Here are some numbers. I installed Firestats on my blog a couple months ago. Of the visitors to my blog, 2.1% are Mac users. Keep in mind that most of my readers are working in the field of education, one of Apple’s traditional strongholds.
Maybe my blog doesn’t get enough traffic to provide a useful sample. Let’s take a look at my web server in general. This server hosts all of our district’s web pages, all of our staff web pages, our e-learning platform, and all of our blogs. I have logs from the period of March 25 – April 18, a period of 24 days. During that time, we logged 2.7 million hits on our site (more than 100,000 per day). Of those, 2.4 million (89%) were from Windows machines. The Mac clients made up 2.7%.In fact, we received more hits from Google’s indexer bots (2.8%) than we did from Macs.

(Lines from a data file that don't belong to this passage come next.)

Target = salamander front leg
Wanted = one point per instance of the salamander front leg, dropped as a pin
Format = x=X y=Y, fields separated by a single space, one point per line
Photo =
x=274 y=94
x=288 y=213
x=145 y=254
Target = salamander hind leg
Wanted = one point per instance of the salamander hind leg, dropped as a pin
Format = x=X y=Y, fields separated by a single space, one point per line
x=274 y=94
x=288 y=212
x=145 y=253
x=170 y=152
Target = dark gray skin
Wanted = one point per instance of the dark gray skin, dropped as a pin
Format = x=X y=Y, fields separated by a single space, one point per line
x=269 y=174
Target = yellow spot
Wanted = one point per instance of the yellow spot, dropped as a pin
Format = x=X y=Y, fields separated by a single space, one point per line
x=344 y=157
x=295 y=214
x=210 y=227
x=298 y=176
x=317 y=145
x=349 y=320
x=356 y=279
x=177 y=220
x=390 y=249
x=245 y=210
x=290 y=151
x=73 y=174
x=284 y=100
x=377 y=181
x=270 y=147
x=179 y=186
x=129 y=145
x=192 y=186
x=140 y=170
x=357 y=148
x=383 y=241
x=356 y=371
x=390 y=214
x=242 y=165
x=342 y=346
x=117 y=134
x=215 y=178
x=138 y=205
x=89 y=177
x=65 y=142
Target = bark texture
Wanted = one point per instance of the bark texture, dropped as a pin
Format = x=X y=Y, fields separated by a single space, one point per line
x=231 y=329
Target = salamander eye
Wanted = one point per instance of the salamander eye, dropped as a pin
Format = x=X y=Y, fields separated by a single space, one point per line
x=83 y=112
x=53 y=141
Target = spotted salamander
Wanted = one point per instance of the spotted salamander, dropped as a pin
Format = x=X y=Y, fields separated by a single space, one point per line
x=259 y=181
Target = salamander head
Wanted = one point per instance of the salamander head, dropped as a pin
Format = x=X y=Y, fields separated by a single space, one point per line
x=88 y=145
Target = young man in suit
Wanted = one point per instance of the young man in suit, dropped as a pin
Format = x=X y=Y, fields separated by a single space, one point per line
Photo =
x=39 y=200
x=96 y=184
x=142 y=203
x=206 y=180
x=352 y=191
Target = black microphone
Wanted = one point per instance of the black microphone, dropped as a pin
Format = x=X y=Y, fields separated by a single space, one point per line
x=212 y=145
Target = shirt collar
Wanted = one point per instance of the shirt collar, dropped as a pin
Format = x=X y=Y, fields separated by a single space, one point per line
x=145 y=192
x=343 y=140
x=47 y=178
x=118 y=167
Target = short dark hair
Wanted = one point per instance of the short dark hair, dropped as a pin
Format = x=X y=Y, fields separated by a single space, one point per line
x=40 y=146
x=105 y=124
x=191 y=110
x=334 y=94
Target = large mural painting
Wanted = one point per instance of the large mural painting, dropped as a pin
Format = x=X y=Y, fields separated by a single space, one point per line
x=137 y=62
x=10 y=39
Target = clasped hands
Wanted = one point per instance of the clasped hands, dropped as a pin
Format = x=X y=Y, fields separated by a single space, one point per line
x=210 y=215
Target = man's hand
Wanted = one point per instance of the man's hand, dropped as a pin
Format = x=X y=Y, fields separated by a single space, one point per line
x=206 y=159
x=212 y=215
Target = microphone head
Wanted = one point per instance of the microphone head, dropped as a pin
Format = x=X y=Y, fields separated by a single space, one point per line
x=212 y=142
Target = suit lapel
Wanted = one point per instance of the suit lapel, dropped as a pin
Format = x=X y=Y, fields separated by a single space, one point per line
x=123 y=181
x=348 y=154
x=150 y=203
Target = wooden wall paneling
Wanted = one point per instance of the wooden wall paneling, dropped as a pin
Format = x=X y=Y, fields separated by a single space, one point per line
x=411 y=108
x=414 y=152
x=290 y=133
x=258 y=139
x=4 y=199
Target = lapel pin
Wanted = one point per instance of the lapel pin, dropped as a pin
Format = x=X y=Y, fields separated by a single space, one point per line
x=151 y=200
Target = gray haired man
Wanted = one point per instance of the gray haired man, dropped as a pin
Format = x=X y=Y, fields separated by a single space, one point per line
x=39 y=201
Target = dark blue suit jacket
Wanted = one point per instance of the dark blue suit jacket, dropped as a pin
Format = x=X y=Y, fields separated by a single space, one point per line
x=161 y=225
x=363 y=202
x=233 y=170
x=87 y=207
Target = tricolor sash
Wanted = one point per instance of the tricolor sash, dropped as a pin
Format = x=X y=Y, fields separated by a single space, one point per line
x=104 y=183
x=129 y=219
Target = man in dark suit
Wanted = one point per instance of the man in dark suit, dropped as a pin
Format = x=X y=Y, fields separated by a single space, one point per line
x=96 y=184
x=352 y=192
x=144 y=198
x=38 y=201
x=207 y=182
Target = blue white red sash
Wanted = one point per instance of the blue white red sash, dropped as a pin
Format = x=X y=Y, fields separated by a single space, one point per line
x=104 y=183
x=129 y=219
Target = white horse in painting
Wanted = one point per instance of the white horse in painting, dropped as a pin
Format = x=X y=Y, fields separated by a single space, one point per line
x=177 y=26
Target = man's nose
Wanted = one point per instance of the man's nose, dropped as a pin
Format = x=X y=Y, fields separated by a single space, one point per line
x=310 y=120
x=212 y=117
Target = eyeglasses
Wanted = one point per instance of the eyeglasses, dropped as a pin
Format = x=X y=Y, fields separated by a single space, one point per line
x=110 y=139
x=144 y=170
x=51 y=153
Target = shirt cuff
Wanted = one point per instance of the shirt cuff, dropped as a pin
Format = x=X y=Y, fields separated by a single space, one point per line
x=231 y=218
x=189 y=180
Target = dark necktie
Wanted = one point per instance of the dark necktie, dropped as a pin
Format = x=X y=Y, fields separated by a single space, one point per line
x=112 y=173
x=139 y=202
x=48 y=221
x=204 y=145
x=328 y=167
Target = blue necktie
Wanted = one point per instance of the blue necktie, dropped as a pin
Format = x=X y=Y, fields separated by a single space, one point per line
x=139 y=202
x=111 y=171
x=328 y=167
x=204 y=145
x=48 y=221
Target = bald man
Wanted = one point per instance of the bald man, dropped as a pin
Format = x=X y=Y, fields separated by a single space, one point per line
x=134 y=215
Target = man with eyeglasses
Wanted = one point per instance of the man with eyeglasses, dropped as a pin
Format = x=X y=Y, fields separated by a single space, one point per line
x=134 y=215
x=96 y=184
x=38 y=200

Just for a bit of perspective, Ralph Nader took 2.8% of the popular vote in the 2000 US presidential election. Macs are less relevent to the computing community than he is to the political one.

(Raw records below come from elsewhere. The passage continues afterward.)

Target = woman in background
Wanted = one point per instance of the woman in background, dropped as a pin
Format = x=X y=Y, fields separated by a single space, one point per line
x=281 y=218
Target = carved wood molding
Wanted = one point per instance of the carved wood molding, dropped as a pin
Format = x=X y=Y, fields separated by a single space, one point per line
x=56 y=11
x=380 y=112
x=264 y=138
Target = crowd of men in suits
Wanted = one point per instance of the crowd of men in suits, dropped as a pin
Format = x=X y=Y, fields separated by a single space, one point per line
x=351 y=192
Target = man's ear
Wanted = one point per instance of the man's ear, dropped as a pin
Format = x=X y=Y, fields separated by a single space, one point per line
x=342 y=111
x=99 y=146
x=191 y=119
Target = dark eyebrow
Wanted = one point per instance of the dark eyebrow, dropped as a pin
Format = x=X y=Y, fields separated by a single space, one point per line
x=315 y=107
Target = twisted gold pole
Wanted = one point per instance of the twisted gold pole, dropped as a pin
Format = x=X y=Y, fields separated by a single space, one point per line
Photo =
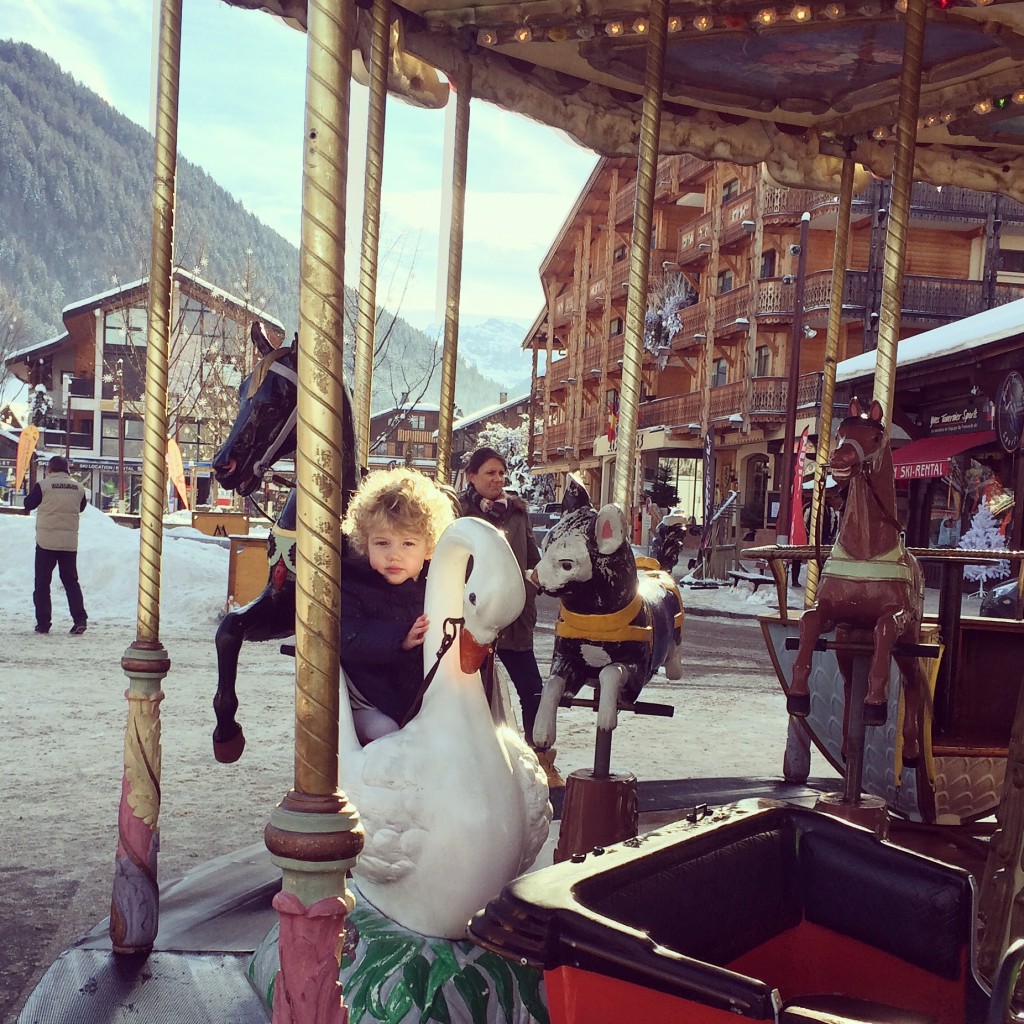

So what does this mean? If you’re Mac user, recognize that you’re in the minority. There is no “Mac side of things” and “Windows side of things” anymore. There’s the Windows side, and the Windows side, and maybe the Mac edge. Don’t expect the software developers to write for both platforms — it doesn’t make economic sense for them to do that. Don’t assume that professional development is going to be platform agnostic. It really doesn’t need to be anymore. You’re a foreigner in this land. We welcome you, but please understand that you’re going to have to adapt to the environment. It’s not going to adapt to you anymore.
3 thoughts on “Nobody Uses Macs”
I left the following comment on Trusty’s blog regarding the Cancel or Allow Post, http://www.trustyetc.com/trustyblog/page/2/ and the commericial ads that Apple has been running. I guess I agree with John.
The only way Apple can compete, in my opinion, is to launch these commercials trying to tarnish Windows. I have had experience with both platforms and of course I am a Windows man. Microsoft should not waste the time or resources to even acknowledge these ads. It makes for good entertainment and a lot of it is true, but are people actually going to consider switching to Mac…- I seriously doubt it.
I think you posted this just to get a comment from me!
I’m the first person to always say, pick the right tool for the job. We run all three operating systems at Kenton, with Mac OS X on the majority, and then Linux, and finally a small minority (less than 20 machines out of 650) running some variation of Windows. One of our goals is to provide a reliable technological experience for our students and teachers, and OS X and Linux gives us this for practically nothing.
What I don’t understand is people (Windows/OS X/Linux users alike) attacking other operating systems. Maybe it’s some way to validate their own insecurities in the OS they run? 🙂 I also believe that it is something to do with the area. Almost all of the education blogs I read are written by Mac users, but I only know of two other mac districts near me.
Anyway, Apple is now the 4th largest PC manufacturing in America, according to IDC and Gartner. If Apple’s numbers continue (shipments are up 30%), they will surpass Gateway, becoming the 3rd largest behind Dell and HP. Obviously someone is buying millions of machines.
It is amazing what the Intel switch has done for Apple and OS X. I can run any application I need now on one machine.
p.s. Your blog numbers don’t represent my viewings unless I make a comment since I read your posts in Google Reader. 🙂
Al Gore uses a Mac. Doesn’t he count for a few percent?
p.s. I’m viewing your blog from eight different PC’s every day. So I’m inflating your PC numbers.